A few weeks ago I visited some antique stores. There was a doll shop nearby. Like many women, I've always had a special place in my heart for dolls--particularly the dolls I played with as a child. This store had every doll you could imagine.
It's overwhelming to see all the different dolls when you first walk in. Do you see one from your childhood?
My sister loved Kewpie dolls as a child.
As I was talking to the shop manager about quilts, she asked me if I'd like to see a Civil War quilt and doll. Have you ever heard of a Topsy-Turvy doll? When I saw a reproduction of this type of doll designed by Gail Wilson a few years ago, I fell in love with it. According to Gail's website, "it's a double-ended doll. There's a black doll and a white doll on either end as it is believed that early examples were originally created during Civil War times for the children of families who often played with their slave children counterparts and so both dolls were represented and probably sewn by black slave women."

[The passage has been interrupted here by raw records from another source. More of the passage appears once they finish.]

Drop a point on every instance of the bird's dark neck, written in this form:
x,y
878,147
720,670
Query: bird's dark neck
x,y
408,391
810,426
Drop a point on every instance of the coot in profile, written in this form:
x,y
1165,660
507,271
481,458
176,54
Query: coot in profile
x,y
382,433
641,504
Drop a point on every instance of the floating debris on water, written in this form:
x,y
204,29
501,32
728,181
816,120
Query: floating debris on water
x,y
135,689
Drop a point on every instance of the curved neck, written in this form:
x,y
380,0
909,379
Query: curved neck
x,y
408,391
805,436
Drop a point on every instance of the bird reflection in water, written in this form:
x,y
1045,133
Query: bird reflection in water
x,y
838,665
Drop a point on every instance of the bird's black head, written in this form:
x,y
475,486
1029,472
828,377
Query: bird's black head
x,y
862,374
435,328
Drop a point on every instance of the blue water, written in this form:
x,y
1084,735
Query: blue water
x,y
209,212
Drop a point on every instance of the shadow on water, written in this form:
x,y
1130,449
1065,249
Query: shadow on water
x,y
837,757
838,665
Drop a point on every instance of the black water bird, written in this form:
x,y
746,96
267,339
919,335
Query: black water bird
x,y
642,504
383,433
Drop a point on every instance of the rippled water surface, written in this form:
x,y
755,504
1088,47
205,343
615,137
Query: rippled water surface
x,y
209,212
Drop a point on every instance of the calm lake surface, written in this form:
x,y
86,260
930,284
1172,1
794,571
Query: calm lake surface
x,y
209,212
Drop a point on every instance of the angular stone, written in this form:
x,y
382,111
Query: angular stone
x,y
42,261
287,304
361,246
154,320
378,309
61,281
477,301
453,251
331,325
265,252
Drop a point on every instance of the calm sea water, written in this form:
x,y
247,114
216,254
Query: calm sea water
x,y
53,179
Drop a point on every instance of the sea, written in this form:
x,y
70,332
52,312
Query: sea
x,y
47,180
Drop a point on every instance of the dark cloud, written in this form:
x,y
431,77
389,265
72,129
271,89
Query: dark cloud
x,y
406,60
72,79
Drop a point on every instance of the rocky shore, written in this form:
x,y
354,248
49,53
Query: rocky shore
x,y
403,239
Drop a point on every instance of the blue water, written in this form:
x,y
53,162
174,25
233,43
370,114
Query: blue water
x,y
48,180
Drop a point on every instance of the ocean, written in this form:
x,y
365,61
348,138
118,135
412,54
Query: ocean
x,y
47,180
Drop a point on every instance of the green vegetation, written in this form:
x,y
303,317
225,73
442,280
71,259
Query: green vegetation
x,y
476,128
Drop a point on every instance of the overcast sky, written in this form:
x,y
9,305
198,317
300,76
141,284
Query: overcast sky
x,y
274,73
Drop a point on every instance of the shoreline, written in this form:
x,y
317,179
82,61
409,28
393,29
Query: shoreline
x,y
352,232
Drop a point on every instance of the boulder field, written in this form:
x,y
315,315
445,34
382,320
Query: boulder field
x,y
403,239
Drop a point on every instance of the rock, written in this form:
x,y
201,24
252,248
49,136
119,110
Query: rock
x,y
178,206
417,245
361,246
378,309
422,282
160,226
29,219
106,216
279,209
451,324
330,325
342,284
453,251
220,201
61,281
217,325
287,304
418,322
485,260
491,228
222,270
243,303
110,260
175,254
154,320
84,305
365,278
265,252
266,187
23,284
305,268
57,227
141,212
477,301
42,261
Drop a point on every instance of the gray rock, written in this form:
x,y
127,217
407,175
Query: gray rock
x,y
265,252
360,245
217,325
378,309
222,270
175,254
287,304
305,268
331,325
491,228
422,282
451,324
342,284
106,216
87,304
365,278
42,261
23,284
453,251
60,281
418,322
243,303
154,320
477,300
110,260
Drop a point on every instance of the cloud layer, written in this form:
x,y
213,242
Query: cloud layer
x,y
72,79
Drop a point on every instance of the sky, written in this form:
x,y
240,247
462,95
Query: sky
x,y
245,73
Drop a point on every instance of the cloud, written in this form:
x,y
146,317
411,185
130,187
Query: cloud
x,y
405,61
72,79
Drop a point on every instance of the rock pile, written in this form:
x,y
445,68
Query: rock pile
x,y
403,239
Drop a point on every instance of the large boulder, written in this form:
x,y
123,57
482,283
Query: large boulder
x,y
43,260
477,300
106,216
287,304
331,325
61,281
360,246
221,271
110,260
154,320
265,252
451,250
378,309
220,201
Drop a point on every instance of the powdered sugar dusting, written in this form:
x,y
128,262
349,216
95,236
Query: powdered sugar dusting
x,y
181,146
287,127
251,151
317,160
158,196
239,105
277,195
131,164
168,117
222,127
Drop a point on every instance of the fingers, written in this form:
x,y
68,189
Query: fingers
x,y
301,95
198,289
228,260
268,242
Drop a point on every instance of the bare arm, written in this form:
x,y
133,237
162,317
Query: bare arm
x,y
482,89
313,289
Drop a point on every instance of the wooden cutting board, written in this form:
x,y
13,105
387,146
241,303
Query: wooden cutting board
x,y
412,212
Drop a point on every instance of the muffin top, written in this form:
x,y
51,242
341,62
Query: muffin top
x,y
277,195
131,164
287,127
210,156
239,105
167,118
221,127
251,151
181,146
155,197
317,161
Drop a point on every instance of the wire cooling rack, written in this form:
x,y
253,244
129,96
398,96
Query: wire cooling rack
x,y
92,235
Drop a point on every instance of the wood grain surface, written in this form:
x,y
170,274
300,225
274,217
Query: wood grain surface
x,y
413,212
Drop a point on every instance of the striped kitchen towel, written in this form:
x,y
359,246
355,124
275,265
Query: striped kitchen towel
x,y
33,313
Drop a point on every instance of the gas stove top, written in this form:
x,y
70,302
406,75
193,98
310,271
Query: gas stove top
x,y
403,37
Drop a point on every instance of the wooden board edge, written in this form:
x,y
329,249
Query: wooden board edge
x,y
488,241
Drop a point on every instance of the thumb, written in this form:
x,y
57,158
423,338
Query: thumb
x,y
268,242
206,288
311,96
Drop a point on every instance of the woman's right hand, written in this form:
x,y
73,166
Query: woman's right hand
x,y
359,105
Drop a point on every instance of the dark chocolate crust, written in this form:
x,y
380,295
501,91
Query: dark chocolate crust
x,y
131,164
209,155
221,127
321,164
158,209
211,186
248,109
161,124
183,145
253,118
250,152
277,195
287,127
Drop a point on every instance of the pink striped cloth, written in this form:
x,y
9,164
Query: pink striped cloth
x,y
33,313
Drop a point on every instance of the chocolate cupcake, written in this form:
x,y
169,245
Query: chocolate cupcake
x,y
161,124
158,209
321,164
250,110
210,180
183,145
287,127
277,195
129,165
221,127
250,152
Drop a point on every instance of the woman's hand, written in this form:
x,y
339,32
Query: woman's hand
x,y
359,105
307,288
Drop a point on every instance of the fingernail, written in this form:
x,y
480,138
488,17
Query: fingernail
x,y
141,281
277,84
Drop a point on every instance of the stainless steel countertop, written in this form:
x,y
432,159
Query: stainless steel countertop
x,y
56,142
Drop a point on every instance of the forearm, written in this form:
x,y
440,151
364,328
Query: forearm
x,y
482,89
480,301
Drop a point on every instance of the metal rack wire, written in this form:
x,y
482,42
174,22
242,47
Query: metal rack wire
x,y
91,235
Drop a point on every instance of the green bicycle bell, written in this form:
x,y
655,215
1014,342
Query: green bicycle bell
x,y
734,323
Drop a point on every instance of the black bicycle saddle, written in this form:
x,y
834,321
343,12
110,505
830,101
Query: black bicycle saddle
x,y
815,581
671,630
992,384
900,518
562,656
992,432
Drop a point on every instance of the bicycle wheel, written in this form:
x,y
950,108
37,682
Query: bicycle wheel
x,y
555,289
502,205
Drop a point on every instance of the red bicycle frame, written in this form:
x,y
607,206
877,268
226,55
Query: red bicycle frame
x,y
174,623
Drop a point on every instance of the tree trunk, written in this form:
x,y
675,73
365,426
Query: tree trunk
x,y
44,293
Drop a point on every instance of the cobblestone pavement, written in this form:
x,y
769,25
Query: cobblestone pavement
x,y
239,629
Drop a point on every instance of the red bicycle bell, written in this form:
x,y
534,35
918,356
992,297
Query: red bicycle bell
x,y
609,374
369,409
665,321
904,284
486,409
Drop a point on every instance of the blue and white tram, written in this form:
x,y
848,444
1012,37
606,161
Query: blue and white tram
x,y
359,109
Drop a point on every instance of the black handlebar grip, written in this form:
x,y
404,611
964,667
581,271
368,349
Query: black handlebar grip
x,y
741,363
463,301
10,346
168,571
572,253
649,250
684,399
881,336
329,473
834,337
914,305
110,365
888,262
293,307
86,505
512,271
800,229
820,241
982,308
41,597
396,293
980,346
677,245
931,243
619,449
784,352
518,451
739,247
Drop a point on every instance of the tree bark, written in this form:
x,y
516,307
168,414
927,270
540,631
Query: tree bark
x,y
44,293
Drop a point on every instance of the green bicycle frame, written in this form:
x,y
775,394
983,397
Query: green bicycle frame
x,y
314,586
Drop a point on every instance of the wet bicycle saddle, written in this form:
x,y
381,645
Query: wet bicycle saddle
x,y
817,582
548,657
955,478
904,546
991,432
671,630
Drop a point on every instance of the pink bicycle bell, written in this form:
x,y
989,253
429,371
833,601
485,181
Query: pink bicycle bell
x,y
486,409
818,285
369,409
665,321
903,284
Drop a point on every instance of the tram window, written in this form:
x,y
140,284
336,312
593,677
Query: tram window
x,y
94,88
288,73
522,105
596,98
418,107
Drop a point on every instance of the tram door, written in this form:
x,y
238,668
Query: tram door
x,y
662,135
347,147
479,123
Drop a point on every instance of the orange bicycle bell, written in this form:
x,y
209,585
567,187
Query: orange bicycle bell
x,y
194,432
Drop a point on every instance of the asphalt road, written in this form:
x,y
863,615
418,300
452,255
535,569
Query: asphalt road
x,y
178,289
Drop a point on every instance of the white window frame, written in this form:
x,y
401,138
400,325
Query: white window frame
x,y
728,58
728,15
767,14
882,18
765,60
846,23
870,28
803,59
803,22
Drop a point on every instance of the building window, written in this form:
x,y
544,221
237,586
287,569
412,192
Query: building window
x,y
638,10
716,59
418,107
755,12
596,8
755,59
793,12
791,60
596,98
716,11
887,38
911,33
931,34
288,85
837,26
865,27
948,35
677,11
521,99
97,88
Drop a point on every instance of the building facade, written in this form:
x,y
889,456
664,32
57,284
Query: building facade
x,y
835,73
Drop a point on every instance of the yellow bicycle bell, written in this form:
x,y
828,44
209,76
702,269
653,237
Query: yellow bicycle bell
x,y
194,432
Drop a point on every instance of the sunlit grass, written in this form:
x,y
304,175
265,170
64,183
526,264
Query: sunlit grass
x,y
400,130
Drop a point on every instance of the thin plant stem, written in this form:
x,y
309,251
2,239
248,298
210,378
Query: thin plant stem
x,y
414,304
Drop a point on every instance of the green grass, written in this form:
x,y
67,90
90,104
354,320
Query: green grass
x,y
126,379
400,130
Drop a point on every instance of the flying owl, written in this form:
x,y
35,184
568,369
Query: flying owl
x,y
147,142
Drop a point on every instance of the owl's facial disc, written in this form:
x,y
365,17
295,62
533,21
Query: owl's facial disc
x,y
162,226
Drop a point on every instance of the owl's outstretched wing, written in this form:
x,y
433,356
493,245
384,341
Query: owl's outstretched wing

[A side note: Gail designed some of the cloth dolls that appear in my first 2 books. I tried making one myself one day but it became apparent that I should stick to making quilts . . . .]
Aren't these lovely?
According to a website on historical folk dolls, these are considered controversial dolls by some with the authentic Topsy-Turvy doll featuring a black doll with a headscarf on one end and a white doll with an antebellum-style dress on the other end. The black doll could represent a maid, slave or servant and the white doll could represent the master's child or the mistress of the house.
"The original Topsy-Turvy dolls were created before the Civil War in the Southern United States on plantations where slavery was prominent. Arguments arise as to whether the dolls were made for the slave children to play with or whether they were made for the white children who lived in the plantation house.
"With one identity on one side and an opposite identity when flipped, slave children could have played with their prohibited black doll and then flipped it to the white doll when the master was around. Others believe that the double-ended dolls were made for white children with the black doll used as a maid for their other dolls."
According to Stephanie V. Siek, this doll "was a mirror of the African-American woman's life. She took care of white children, but had children of her own -- the white child is present when the black child is invisible, the black child is present when the white child is invisible."
Kimberly Wallace-Sanders thinks that Topsy-Turvy dolls were made by the black mammies to represent the two categories of children they took care of: the white master's children verses their own. After the Civil War, the white side of the doll was identified as that of a child, while the black doll suggested the black mammy caretaker.
It's interesting to think about the connection between dolls and quilts from the past--there's so much we really don't know. I'll tell you all about MY favorite collectible doll in a week or two. It's from the more recent past, but there's been a lot of controversy surrounding this one too!